Generation and Optimization of a Chimeric Antigen Receptor Against CD22: A New Immunotherapeutic Agent for Treating B Lineage Leukemia and Lymphoma

Abstract 4313

CD22 is expressed on a number of hematologic malignancies. A recombinant immunotoxin composed of an anti-CD22 Fv fused to a 38 kDa fragment of Pseudomonas exotoxin A (Moxetumomab pasudodtox, HA22) is currently being evaluated in the treatment of B cell malignancies. We used the Fv sequence to construct a series of chimeric antigen receptors (CARs) to determine the optimal affinity, domain structure, and signaling required for optimal anti-leukemic activity. The original anti-CD22 binding domain, BL22, or a newer generation high-affinity domain, HA22, were fused to transmembrane and signaling sequences derived from the TCR zeta-chain, CD28, and CD137. In some constructs we extended the binding domain away from the membrane using constant domains from IgG (CH2CH3). Retroviral gene vectors were used to transduce activated primary T cells with CAR constructs.

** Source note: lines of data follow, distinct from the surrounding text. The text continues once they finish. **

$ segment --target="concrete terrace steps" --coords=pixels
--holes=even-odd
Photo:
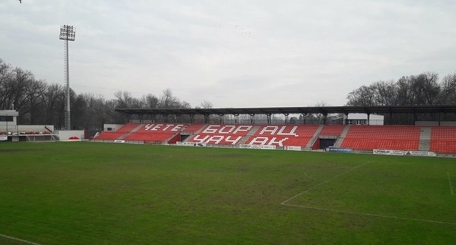
[[[245,136],[243,136],[243,138],[242,138],[242,139],[241,139],[238,142],[238,144],[236,144],[236,145],[239,146],[239,145],[241,145],[241,144],[246,144],[246,143],[247,142],[247,141],[248,141],[249,139],[250,139],[250,137],[251,137],[253,134],[255,134],[255,133],[256,133],[257,131],[258,131],[258,129],[260,129],[260,126],[259,126],[259,125],[255,125],[255,126],[253,126],[253,127],[250,129],[250,131],[249,131],[248,133],[247,133],[247,134],[246,134]]]
[[[349,130],[350,130],[350,125],[345,125],[342,134],[340,134],[340,136],[339,136],[339,138],[337,138],[337,140],[335,141],[335,144],[334,144],[334,147],[340,147],[340,146],[342,146],[342,144],[344,141],[345,136],[347,136],[347,134],[349,132]]]
[[[319,125],[318,128],[316,129],[315,131],[315,133],[314,134],[314,136],[309,140],[309,142],[307,142],[307,144],[306,145],[305,149],[310,149],[314,144],[315,144],[315,141],[318,139],[318,136],[320,136],[320,132],[321,132],[321,130],[323,130],[323,127],[325,125]]]
[[[431,128],[422,127],[420,133],[419,150],[429,151],[431,149]]]
[[[141,124],[140,124],[139,125],[136,126],[136,127],[135,127],[134,129],[133,129],[133,130],[131,130],[127,132],[126,133],[123,134],[122,136],[121,136],[120,137],[119,137],[119,139],[125,139],[125,138],[126,138],[126,136],[128,136],[128,135],[130,135],[130,134],[133,134],[133,133],[137,132],[138,130],[140,130],[141,127],[142,127],[142,126],[144,126],[144,125],[145,125],[145,124],[144,124],[144,123],[141,123]]]
[[[208,127],[208,125],[209,125],[208,123],[206,123],[206,124],[203,125],[203,126],[201,126],[201,127],[200,127],[199,130],[196,130],[196,132],[195,132],[194,133],[192,133],[192,134],[190,134],[189,135],[189,136],[187,137],[187,138],[185,138],[185,139],[183,140],[182,142],[187,142],[188,141],[189,141],[190,139],[192,139],[193,138],[194,136],[195,136],[195,135],[196,135],[196,134],[201,133],[201,131],[203,131],[204,129],[206,129],[206,127]]]

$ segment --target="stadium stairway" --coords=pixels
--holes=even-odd
[[[339,138],[337,138],[337,140],[335,141],[335,144],[334,144],[334,147],[340,147],[340,146],[342,146],[342,144],[344,141],[345,136],[347,136],[347,134],[349,132],[349,130],[350,130],[350,125],[345,125],[342,134],[340,134],[340,136],[339,136]]]
[[[320,136],[320,132],[321,132],[321,130],[323,130],[323,127],[324,125],[319,125],[318,128],[316,129],[316,131],[315,131],[315,133],[314,134],[314,136],[310,139],[309,142],[307,142],[307,144],[306,145],[306,147],[304,149],[307,150],[310,150],[314,146],[314,144],[315,144],[315,141],[316,141],[318,139],[318,136]]]
[[[136,127],[135,127],[135,128],[133,128],[133,130],[131,130],[125,133],[123,135],[122,135],[122,136],[121,136],[120,137],[119,137],[119,139],[125,139],[125,138],[126,138],[126,136],[128,136],[128,135],[130,135],[130,134],[133,134],[133,133],[137,132],[138,130],[140,130],[141,127],[142,127],[142,126],[144,126],[144,125],[145,125],[145,124],[140,124],[140,125],[138,125],[138,126],[136,126]]]
[[[239,144],[246,144],[247,142],[247,141],[249,139],[250,139],[250,137],[252,136],[253,136],[253,134],[255,134],[255,133],[256,133],[257,131],[258,131],[259,128],[260,128],[260,126],[253,126],[253,127],[252,127],[252,129],[250,129],[250,131],[249,131],[248,133],[247,133],[247,134],[243,138],[241,139],[241,140],[239,142]]]
[[[420,133],[418,150],[428,151],[431,148],[431,128],[423,127]]]

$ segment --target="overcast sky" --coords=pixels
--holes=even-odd
[[[169,88],[196,106],[344,105],[362,85],[456,72],[456,1],[1,0],[0,59],[78,94]]]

We found: HA22 Fv, 2 as opposed to 3 signaling motifs, and non-CH2CH3 containing CARs were superior in short-term in vitro tumor cell cytolysis assays, indicating that Fv affinity, signaling, and 3-D structure of the CAR all impact the anti-leukemic effectiveness of CARs. Finally, direct comparison to CD19-specific CAR showed an equivalent or superior killing activity in 2 out of 3 ALL lines tested. Using Scatchard analysis to define the number of CD22 moleules on the surface, the ALL line with the lowest number of CD22 molecules is also the least able to be killed by CAR-transduced T cells. The supeior lytic activity of CD19-CAR for this single cell line was due to preservation of high levels of CD19 at the cell surface. We are currently testing the in vivo activity of anti-CD22 CAR in an immunodeficient mouse model bearing human cell lines and primary patient-derived ALL. Our results indicate that CD22-CAR should be developed for the immunotherapy of CD22+ hematologic malignancies.